Muitos diários deram na primeira página apenas a imagem da operação. Foi o que fez a Folha. Não há problema sério na opção, embora a de duas fotos fosse a ideal no caso.

A cena de Miami tem ação, temperatura e impacto em níveis muito elevados para ser desprezada como notícia. Além disso, é tolice pensar que a via salomônica garante, sozinha, equilíbrio à edição.

O que o leitor mais precisava era de contexto para avaliar uma história repleta de manipulação. E aí está o problema, pois contexto foi o que faltou na capa da Folha de domingo.

Relativamente curto, o título da chamada ("Elián, 6, é tirado à força de parentes") não permitiu dizer que o menino foi "tirado de parentes" para ser devolvido ao pai. Outros jornais reuniram as duas informações em seus enunciados.

O texto omitia que os familiares estavam detendo o garoto de forma ilegal, sem o consentimento do pai e das autoridades de imigração. Também não esclarecia que a operação foi decidida após fracassadas tentativas de negociação.

Para completar, a chamada assumia como fato a versão do rapaz que aparece ao lado de Elián na foto. Segundo ele, o menino gritava ("O que está acontecendo? Ajudem-me") ao ser levado do quarto.

O pacote formado por foto, título incompleto e texto enviesado é uma aula de parcialidade jornalística. Vale lembrar que isso não aconteceu em um dia qualquer, e sim no desfecho da novela (primeira fase ao menos) do "náufrago cubano".

Não parou por aí. Título da chamada de segunda-feira: "Pai fraudou foto em que Elián sorri, diz parente". Era aposta em cavalo errado. A própria reportagem permitia perceber a fragilidade da acusação, que veio a ser refutada (o sorriso pode ou não ser espontâneo; fraude é outra coisa).

No mesmo dia, uma descrição da foto da invasão afirmava que o menino estava "sob a mira" da arma do agente. Àquela altura, exaustiva discussão sobre esse ponto nos EUA já havia concluído que não estava.

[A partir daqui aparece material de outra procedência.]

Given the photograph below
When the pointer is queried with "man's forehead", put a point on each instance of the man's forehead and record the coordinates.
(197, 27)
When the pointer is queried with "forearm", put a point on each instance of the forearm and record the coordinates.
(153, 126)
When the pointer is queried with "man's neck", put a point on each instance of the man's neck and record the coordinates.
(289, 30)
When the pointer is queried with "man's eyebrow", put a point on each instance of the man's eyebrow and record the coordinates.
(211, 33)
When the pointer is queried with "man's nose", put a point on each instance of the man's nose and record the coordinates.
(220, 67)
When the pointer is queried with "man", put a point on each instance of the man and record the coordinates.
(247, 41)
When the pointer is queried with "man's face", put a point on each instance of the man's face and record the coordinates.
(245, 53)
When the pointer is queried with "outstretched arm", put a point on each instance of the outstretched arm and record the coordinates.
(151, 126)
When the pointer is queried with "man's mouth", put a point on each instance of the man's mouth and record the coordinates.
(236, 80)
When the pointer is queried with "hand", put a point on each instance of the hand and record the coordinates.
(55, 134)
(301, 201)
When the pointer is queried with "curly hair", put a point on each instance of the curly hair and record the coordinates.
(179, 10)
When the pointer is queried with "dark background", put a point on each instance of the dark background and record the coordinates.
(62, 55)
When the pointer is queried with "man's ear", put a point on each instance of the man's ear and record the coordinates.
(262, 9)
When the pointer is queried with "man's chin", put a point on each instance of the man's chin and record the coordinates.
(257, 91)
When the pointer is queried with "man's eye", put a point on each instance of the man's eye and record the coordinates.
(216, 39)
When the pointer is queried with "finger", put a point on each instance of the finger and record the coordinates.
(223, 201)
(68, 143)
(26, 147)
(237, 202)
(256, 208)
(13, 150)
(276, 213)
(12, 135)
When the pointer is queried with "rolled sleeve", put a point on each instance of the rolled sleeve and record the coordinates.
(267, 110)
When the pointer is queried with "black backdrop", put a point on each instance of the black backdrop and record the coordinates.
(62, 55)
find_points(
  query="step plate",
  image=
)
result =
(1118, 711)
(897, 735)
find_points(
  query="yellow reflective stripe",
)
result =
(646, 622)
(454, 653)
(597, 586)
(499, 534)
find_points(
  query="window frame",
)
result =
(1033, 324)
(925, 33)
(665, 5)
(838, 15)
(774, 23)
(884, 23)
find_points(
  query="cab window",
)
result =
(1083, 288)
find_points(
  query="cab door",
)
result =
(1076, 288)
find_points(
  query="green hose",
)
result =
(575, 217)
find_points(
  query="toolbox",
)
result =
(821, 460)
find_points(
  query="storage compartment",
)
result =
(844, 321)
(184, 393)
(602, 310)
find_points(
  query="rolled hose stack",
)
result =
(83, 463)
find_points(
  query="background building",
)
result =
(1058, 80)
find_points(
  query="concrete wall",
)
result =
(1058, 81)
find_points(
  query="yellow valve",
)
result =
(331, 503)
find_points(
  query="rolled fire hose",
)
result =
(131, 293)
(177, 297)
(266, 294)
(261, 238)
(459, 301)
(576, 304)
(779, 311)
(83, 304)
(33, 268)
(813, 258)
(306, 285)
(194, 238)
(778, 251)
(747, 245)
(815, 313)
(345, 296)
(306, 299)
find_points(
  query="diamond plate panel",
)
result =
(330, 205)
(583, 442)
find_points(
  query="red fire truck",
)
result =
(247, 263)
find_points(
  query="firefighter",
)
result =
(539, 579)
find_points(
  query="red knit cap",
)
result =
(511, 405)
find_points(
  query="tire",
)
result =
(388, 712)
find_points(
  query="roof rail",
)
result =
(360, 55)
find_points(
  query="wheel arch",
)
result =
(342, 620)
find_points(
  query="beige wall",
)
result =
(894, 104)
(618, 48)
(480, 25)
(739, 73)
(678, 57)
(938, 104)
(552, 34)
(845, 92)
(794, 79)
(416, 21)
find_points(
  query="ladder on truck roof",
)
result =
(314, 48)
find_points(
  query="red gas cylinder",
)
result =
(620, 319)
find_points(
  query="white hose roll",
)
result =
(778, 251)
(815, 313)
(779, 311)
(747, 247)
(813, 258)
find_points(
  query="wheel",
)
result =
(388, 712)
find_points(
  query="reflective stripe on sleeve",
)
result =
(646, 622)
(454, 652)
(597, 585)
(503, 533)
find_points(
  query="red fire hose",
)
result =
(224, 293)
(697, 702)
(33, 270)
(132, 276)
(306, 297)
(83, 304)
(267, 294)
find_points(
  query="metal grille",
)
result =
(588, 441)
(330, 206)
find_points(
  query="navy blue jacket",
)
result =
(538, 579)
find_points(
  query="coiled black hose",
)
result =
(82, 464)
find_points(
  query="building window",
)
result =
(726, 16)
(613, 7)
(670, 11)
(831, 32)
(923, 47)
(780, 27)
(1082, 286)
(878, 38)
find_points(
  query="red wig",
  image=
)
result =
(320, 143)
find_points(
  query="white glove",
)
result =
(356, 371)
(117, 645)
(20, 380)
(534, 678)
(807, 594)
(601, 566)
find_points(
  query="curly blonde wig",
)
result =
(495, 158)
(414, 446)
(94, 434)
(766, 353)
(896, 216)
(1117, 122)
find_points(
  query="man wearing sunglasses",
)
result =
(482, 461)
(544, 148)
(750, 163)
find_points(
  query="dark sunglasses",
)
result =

Na terça-feira, reportagem sobre a ameaça de greve em Miami lembrava que, no sábado, os familiares haviam "perdido a guarda" do menino, como se pudessem perder o que não tinham.

Até pouco tempo atrás, o quadro "para entender o caso" ensinava que Fidel Castro "tem capitalizado o episódio politicamente". Sem dúvida. Apenas se esquecia de ponderar que os candidatos à sucessão de Bill Clinton tentam fazer o mesmo.

Tudo somado, o leitor pode achar que o jornal vive um surto de obsessão anticastrista. É mais provável que se trate de uma mistura de ingenuidade e desinformação.

Em meio à guerra das fotos, a Folha será útil se conseguir mostrar tudo o que existe entre os extremos de Elián capturados nas duas imagens. Até agora o jornal ficou longe disso.